If my brother, a man, can choose one sister over another, why can’t God, the creator of all that was, is, and will be to come, choose to do that which He pleases with His own creation? Who am I, or any human, to say to God, “No, God, you can’t choose a people to come from (Abraham, Israel), or people to call to salvation (the elect) because that wouldn’t be fair”? Even we, when we create something, choose what we shall do with that thing we have created. My sister knits scarves. She doesn’t wait for the scarf to decide where it wants to go, but rather, she gives it away to the person of her choosing. As a mother, I do not have to ask my child what he wants to eat, I can put before him that which he should eat and he will eat it. On and on the analogy goes: the creator, the owner, choosing what to do with his creation, without regard for whom he may be leaving out.
There is not one single person walking around saying, “I would love to be God’s child, but I’m not chosen.” If they are thinking that way, they should cry out to God for salvation, for He will not turn away from those who call upon Him (Rom. 10:13).
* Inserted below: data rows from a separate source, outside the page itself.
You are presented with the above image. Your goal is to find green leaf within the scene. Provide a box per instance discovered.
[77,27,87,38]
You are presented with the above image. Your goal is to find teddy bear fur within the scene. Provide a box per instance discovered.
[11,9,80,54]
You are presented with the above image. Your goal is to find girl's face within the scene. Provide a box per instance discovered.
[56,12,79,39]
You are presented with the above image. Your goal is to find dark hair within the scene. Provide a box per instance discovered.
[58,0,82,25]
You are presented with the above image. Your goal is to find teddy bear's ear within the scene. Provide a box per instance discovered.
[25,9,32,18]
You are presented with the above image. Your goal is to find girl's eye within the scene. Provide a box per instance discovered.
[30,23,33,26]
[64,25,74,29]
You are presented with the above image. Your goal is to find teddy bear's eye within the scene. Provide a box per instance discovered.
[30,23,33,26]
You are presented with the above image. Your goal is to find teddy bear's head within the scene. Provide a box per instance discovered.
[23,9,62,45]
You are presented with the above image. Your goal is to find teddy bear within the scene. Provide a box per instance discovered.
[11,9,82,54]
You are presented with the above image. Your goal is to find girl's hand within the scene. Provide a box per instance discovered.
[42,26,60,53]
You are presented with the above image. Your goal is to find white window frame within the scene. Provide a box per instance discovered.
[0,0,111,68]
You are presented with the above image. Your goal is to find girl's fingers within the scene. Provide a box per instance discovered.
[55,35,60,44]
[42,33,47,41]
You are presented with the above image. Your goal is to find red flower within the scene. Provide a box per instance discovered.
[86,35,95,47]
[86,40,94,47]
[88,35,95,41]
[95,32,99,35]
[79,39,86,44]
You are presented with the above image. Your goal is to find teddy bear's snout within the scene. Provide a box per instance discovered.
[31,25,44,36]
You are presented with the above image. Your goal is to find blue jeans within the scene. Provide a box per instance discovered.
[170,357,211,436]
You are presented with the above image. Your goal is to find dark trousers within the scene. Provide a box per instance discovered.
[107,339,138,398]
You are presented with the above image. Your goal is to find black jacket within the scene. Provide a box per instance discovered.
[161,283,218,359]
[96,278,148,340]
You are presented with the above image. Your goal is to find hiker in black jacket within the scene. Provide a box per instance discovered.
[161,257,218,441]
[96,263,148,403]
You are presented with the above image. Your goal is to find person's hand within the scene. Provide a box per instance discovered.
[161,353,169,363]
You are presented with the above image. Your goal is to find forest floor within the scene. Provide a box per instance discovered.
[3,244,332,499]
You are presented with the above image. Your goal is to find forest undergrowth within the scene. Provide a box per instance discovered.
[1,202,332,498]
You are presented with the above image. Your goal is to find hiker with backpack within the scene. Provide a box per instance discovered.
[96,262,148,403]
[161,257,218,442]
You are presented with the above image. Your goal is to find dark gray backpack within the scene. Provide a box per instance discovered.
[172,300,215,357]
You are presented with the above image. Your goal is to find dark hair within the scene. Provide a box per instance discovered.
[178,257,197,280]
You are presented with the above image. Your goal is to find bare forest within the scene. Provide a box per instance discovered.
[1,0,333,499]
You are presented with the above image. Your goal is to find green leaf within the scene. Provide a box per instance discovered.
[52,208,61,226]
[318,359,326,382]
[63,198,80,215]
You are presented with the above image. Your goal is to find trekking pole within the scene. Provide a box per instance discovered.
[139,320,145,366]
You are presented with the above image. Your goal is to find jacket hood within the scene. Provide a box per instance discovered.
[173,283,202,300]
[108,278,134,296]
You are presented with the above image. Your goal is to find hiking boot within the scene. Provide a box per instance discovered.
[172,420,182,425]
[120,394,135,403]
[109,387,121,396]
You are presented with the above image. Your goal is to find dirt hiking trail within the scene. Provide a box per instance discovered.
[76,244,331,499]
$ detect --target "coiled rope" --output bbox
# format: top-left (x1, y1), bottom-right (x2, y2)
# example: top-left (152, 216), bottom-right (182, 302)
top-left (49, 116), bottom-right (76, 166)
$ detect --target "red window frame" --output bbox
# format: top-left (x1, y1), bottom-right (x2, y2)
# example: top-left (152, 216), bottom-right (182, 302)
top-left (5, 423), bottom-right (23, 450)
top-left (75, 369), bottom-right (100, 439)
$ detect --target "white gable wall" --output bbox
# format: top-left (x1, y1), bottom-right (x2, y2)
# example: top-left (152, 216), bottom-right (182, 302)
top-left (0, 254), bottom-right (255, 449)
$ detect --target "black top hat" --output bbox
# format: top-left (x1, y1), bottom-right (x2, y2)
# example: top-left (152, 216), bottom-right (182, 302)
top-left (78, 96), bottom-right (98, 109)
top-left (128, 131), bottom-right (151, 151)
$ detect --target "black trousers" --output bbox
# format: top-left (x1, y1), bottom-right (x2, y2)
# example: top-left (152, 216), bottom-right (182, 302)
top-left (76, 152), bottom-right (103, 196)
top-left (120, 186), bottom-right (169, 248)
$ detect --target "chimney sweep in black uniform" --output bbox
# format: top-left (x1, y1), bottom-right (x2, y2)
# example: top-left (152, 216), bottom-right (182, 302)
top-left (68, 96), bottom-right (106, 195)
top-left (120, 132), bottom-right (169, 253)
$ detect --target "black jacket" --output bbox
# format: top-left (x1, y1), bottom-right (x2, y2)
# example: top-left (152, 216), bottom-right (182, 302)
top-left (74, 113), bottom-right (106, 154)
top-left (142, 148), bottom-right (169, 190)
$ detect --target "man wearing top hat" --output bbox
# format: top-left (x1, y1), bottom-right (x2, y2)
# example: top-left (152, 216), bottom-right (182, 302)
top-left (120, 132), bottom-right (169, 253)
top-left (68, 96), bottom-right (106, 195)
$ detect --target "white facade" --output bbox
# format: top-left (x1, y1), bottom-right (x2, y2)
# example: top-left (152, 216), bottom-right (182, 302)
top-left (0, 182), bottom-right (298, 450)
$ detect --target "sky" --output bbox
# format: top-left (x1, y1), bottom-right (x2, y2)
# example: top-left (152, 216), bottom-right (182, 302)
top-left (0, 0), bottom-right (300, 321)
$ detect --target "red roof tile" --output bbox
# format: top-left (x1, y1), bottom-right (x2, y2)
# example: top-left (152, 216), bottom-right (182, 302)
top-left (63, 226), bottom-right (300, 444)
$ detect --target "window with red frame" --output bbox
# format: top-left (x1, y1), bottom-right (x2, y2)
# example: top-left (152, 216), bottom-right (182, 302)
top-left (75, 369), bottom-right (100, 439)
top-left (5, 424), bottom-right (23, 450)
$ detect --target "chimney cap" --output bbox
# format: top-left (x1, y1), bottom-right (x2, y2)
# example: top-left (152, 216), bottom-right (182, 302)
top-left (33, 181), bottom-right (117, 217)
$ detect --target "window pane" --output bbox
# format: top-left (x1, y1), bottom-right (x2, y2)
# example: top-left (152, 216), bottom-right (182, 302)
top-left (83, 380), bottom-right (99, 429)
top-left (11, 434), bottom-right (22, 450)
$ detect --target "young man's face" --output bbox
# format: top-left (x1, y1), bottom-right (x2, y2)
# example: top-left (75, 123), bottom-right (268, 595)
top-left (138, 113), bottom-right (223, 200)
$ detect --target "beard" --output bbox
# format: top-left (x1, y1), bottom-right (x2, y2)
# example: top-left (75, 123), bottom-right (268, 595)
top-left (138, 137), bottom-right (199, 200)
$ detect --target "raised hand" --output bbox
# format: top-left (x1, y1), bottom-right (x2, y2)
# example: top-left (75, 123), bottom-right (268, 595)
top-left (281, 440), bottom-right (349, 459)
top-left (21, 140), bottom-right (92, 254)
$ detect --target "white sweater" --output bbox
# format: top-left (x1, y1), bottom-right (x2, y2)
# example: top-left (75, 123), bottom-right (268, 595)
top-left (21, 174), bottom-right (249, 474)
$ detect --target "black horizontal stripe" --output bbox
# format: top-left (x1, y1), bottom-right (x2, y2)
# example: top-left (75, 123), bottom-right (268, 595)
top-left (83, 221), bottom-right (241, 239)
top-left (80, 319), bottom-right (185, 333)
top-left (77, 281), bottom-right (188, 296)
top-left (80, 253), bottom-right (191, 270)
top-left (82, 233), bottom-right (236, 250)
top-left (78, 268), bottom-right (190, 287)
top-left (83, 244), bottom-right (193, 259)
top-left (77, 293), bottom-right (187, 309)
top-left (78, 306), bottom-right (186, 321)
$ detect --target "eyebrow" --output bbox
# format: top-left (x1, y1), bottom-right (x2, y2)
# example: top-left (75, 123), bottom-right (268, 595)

However, there are many people who have not been chosen for something by man who are very hurt. Remember those days of choosing teams for kickball? Remember holding your breath, hoping against hope that you wouldn’t be chosen last? Yeah, I remember.
When I make a choice, I do it based on the good I can see in that person or situation, like my brother did. But God’s choice was not made because He saw good in me (or in any of mankind) at all. He chose me before the foundation of the world (Eph. 1:4) and He will never let me go (John 10:28).
Blessed is the man whom thou choosest, and causest to approach unto thee, that he may dwell in thy courts: we shall be satisfied with the goodness of thy house, even of thy holy temple.